Like all journalists, compared to the more “sophisticated” approach of academics, Musumeci has the advantage of getting straight to the point. And to make yourself understood. His “realist” narration of the bombings suffered by the island unfolds against the backdrop of much more complex historiographical scenarios, which the author enriches with “alternative” evaluations, even if, for the most part, shareable. It is true that the Allied troops were also occasionally guilty of behavior in which the laws of war were not respected. Just as Musumeci’s strategic analysis of the substantial failure of the invasion of Sicily (in the relationship between forces used and time taken to reach the objectives) is in fact correct. Despite absolute air superiority and overwhelming forces in the field, the allies, the US Fifth Army and the British Eighth Army, slowly advanced along the two coastal axes of penetration. And, as Musumeci points out, they were not even able to prevent the Italian-German contingent from crossing the Strait of Messina, to take refuge in Calabriafrom where he would continue to give a hard time to a much more numerous, equipped enemy, but fatally undecided and hesitant on the choices to make.

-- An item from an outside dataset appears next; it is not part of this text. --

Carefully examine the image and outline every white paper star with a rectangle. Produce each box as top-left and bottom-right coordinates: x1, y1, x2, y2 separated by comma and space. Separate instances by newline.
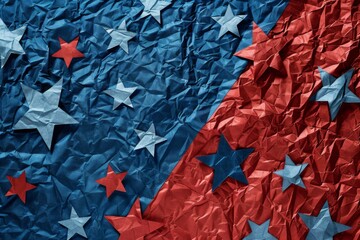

Musumeci’s book has another advantage: it sweeps away the myth, constructed on the drawing board, of “invincible” allied commanders, such as Clark, Montgomery or, in cauda venenum, even the overrated Patton. Because, you see, history is written (and signed) by those who win. But you can be great and, above all, dignified, even when you lose. As the entire Sicilian people demonstrated, under the bombs.